In this example, `any_label` and `any_feature` are set by default and the system would actually output 4 features for each `user_id`:
.. cssclass:: shortlist
#. The number of `IS_FAVORITED` (favorites) on tweet impressions having `HAS_PHOTO=true`
#. The number of `IS_FAVORITED` (favorites) on all tweet impressions (`any_feature` aggregate)
#. The number of tweet impressions having `HAS_PHOTO=true` (`any_label` aggregate)
#. The total number of tweet impressions for this user id (`any_feature.any_label` aggregate)
.. admonition:: Disabling includeAnyLabel
To disable this automatically generated feature you can use `includeAnyLabel = false` in your config. This will remove some useful features (particularly for counterfactual signal), but it can greatly save on space since it does not store every possible impressed set of keys in the output store. So use this if you are short on space, but not otherwise.
Metrics
-------
`metrics` specifies the aggregate operators to apply. The most commonly used are `Count`, `Sum` and `SumSq`.
As mentioned before, `Count` can be applied to all types of features, but treats every feature as binary and ignores the value of the feature. `Sum` and `SumSq` can only be applied to Continuous features - they will ignore all other features you specify. By combining sum and sumsq and count, you can produce powerful “z-score” features or other distributional features using a post-transform.
It is also possible to add your own aggregate operators (e.g. `LastResetMetric <https://phabricator.twitter.biz/D228537>`_) to the framework with some additional work.
HalfLives
---------
`halfLives` specifies how fast aggregate features should be decayed. It is important to note that the framework works on an incremental basis: in the batch implementation, the summingbird-scalding job takes in the most recently computed aggregate features, processed on data until day `N-1`, then reads new data records for day `N` and computes updated values of the aggregate features. Similarly, the decay of real-time aggregate features takes the actual time delta between the current time and the last time the aggregate feature value was updated.

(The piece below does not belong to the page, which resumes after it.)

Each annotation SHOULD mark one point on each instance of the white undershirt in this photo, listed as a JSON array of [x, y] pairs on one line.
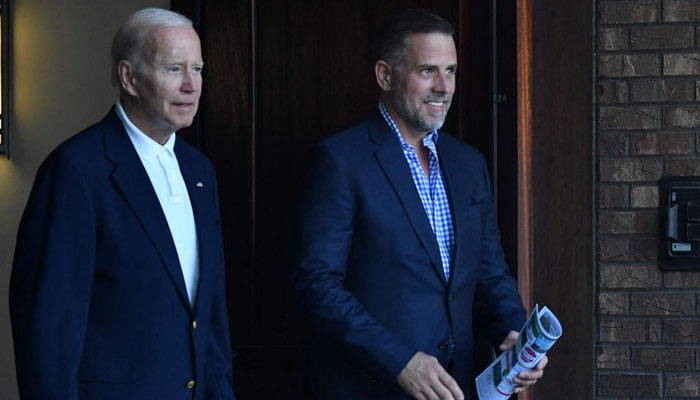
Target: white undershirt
[[163, 169]]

The halflife `H` specifies how fast to decay old sums/counts to simulate a sliding window of counts. The implementation is such that it will take `H` amount of time to decay an aggregate feature to half its initial value. New observed values of sums/counts are added to the aggregate feature value.
.. admonition:: Batch and real-time
In the batch use case where aggregate features are recomputed on a daily basis, we typically take halflives on the order of weeks or longer (in Timelines, 50 days). In the real-time use case, shorter halflives are appropriate (hours) since they are updated as client engagements are received by the summingbird job.
SQL Equivalent
--------------
Conceptually, you can also think of it as:
.. code-block:: sql
INSERT INTO <outputStore>.<aggregatePrefix>
SELECT AGG(<features>) /* AGG is <metrics>, which is a exponentially decaying SUM or COUNT etc. based on the halfLifves */
FROM (
SELECT preTransformOpt(*) FROM <inputSource>
)
GROUP BY <keys>
WHERE <labels> = True
any_features is AGG(*).
any_labels removes the WHERE clause.